The security hole was discovered and reported March 28 by a software engineer and security researcher named Kamil Hismatullin, and fixed several hours later by Google engineers. Apparently, no attackers were able to maliciously delete videos before the bug was squashed.

Hismatullin, who has previously discovered bugs in Google, Github, and the chat application HipChat, according to his LinkedIn profile, published a blog post on March 31 explaining the exploit. Google confirmed the details of his post to Quartz.

Hismatullin had been investigating YouTube’s security as part of Google’s Vulnerability Research Grant program, in which the company pays talented good-guy hackers to try to find security flaws before the bad guys do. Vulnerability Research Grants are a twist on the bug bounty programs that have become popular with tech companies in recent years.

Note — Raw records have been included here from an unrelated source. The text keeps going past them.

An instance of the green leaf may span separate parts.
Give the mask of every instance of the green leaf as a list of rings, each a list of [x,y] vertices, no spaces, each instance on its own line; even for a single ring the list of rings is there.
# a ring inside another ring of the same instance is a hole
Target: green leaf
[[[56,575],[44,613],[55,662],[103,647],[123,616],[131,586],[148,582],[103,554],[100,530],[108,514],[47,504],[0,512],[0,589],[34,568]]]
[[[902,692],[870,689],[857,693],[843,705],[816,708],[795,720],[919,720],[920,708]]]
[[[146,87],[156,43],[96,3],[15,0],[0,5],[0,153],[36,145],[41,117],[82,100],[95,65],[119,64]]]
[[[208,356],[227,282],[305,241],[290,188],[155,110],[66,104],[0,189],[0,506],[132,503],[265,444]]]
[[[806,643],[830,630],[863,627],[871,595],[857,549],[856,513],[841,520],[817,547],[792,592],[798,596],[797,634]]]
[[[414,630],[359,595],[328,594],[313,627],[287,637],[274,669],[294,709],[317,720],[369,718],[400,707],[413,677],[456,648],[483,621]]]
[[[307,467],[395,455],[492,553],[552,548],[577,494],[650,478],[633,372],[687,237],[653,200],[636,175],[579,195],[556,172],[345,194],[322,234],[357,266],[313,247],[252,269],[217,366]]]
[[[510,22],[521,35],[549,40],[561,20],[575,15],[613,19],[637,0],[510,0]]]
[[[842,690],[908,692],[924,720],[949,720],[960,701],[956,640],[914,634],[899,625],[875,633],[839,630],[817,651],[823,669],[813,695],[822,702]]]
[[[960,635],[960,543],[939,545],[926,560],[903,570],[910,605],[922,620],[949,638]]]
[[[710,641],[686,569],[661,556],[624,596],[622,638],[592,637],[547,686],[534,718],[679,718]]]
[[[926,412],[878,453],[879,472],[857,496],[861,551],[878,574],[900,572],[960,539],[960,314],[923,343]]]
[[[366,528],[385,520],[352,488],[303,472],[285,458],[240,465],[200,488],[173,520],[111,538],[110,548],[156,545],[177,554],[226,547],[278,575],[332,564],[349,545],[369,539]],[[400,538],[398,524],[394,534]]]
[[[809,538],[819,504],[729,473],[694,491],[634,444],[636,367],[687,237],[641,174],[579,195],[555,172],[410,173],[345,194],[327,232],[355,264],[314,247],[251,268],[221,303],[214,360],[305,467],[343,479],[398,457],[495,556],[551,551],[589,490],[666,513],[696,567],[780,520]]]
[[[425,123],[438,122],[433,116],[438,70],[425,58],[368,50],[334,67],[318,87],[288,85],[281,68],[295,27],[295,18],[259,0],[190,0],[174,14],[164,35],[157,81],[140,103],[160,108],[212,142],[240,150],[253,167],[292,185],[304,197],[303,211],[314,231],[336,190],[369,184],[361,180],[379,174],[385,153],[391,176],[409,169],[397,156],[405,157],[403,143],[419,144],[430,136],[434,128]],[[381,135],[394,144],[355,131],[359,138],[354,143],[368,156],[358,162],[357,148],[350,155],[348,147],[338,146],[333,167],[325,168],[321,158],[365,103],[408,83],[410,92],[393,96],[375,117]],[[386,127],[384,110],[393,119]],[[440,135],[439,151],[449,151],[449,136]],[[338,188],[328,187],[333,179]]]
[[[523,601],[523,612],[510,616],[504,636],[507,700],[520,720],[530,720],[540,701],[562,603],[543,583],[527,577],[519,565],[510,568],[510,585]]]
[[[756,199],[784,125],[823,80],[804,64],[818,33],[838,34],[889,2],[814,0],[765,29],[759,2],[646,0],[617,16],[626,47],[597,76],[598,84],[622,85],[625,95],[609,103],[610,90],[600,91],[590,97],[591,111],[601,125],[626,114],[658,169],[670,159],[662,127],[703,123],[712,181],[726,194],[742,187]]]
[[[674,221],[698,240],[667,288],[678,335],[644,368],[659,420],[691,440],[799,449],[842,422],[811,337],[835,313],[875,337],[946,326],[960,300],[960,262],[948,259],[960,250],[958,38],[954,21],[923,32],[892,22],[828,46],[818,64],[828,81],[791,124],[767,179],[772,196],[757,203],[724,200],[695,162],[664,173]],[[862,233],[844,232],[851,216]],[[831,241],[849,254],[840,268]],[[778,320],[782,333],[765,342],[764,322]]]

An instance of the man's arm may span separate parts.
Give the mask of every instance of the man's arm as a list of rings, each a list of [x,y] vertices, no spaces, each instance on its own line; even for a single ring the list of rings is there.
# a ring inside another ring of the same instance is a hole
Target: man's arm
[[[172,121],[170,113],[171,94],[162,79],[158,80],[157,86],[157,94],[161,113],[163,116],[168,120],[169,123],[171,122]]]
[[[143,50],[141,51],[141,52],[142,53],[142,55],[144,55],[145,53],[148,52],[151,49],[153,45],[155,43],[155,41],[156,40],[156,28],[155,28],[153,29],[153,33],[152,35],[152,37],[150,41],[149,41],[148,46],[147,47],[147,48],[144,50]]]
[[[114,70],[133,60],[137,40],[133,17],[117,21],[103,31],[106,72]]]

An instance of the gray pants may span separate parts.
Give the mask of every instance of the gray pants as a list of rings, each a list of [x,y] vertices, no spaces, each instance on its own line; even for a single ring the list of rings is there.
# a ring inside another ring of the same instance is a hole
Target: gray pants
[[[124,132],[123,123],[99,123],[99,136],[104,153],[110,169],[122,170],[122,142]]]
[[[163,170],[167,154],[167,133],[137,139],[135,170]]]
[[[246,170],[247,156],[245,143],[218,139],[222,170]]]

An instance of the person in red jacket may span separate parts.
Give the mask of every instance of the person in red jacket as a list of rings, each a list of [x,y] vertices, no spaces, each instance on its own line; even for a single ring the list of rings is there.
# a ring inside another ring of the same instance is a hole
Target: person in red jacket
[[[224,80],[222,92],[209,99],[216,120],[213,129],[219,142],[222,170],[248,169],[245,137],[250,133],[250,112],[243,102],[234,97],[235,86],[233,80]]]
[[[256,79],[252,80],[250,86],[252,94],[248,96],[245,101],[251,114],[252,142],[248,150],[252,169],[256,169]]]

The goal of bug bounties is to reward hackers for alerting tech companies to security flaws discreetly, rather than exploiting or publicizing the bugs. In recent years, Google and Microsoft have paid individual bug bounties of over $100,000.

Hismatullin wasn’t as lucky. He was initially given $1,337 just to look (in general, these grants range from $500 to $3,133.70) and then received an additional $5,000 after reporting the gaping hole.

Bug bounties aren’t established enough to know if Hismatulllin’s find merited more. But given the severity of the vulnerability, it seems like Google got a pretty good deal.